It’s that time again. Without further ado, let’s all peek at the stories that will make headlines next year.
— Newly released Hillary Clinton email reveals she lost track of Bill’s whereabouts for three weeks in 2010.
— Vladimir Putin announces Russia will host new Super Olympics for genetically engineered athletes.
— Driverless Google car ticketed for double-parking in front of Chinese restaurant in Lower Manhattan.
— Disgraced FIFA head Sepp Blatter named to chair Moscow Super Olympics.
— Google car tells NYC traffic court judge its algorithm can’t translate street signs in Chinatown.
— Reusable space rocket developed by Jeff Bezos delivers discount order of Isaac Asimov books to International Space Station.
— Canadian Prime Minister Justin Trudeau renames Keystone pipeline Me-Stoned, says it will be used to pneumatically ship marijuana to U.S.
— Sales of Bill O’Reilly bestseller Killing Judge Crater suspended when Crater emerges from cabin in Adirondacks, calls O’Reilly a liar.
— Rhode Island demands extra Congressional district when iceberg the size of Rhode Island breaks off Greenland ice shelf and floats into Narragansett Bay.
— Barry Bonds volunteers to be hitting coach of U.S. baseball team at Moscow Super Olympics.
— Responding to President Obama’s appointment of Saul Berenson as new CIA director, Mandy Patinkin says “it’s only a TV show.”
— U.S. lifts trade embargo on Cuba, GM to build ’57 Chevy Belair models at Havana plant.
— Donald Trump inks deal to be voice of smartphone app that calls users “losers.”
— Suitcase with $1 million in cash and Fredo Corleone name-tag found in basement of U.S. embassy in Havana.
— Tom Selleck arrested for connecting power-flush toilets at CA ranch directly to Colorado River.
— Two-thirds of NY State Assembly members petition for asylum in Canada when convicted Assembly Speaker Sheldon Silver agrees to be federal witness.
— Caitlin Jenner wins Women’s Decathlon at Moscow Super Olympics.
— Dr. Ben Carson says Grand Canyon was built by Founding Fathers to store corn for the winter.
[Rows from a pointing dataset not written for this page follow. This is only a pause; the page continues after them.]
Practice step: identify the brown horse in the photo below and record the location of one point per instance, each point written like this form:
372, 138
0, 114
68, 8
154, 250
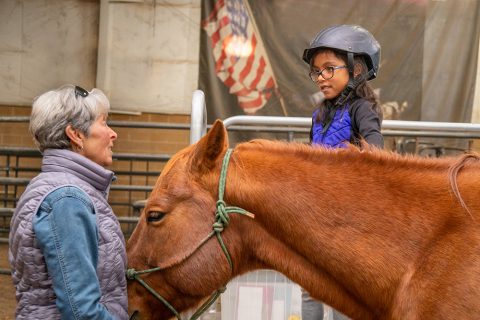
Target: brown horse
371, 233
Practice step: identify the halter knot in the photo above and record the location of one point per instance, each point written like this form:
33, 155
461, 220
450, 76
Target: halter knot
221, 215
131, 274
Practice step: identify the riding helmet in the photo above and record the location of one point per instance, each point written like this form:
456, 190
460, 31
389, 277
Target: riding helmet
350, 39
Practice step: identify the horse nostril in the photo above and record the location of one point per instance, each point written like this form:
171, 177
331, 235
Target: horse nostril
134, 315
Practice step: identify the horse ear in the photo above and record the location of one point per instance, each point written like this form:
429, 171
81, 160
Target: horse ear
213, 145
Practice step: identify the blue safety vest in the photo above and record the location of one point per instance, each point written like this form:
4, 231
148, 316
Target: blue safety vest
338, 133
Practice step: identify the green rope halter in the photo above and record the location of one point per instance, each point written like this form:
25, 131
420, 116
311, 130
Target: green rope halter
222, 219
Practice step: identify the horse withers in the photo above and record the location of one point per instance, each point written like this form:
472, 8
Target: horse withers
374, 234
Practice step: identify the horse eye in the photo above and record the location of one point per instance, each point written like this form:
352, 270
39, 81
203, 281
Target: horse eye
154, 216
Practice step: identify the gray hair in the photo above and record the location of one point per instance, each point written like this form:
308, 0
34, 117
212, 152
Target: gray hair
54, 110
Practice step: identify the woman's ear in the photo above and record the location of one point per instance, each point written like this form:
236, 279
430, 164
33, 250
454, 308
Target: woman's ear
75, 136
— Carrie Fisher sues Disney when hacked emails reveal executives referred to her on Star Wars set as “the Death Star.”
— Original manuscript for The Grapes of Wrath discovered when fracking earthquake opens fissure in Broken Arrow, OK.
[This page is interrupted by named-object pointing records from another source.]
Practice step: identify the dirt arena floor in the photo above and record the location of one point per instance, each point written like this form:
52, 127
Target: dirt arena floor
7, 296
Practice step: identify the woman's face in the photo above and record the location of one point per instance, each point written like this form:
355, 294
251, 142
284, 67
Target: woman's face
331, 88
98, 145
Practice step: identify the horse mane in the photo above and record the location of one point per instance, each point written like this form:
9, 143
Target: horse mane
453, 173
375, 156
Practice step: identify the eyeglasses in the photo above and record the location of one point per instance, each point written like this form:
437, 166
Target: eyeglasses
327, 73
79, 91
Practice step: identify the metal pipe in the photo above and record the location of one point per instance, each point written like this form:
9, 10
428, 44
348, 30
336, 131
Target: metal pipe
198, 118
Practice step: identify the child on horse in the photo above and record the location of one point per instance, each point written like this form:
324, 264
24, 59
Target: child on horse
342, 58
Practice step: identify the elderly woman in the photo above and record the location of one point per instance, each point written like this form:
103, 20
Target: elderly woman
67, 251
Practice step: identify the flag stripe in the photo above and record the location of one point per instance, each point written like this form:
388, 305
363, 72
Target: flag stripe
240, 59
— One week before NJ presidential primary, Gov. Christie declares No Fly Zone over George Washington Bridge.
— IBM’s Watson confuses Fab Four with Monkees, loses on Jeopardy.
— Patriots disqualified from Super Bowl when drone in New England secondary intercepts Cam Newton pass.
— Microsoft and Facebook announce joint artificial-intelligence venture to find cures for Bill Gates haircut and Mark Zuckerberg wardrobe maladies.
— Coney Island hot-dog eating contest requires contestants to send text messages while consuming weiners.
— Patriots’ team laundry manager blamed for drone remote-control unit found in Bill Belichick challenge flag.
A Happy and Prosperous New Year to All!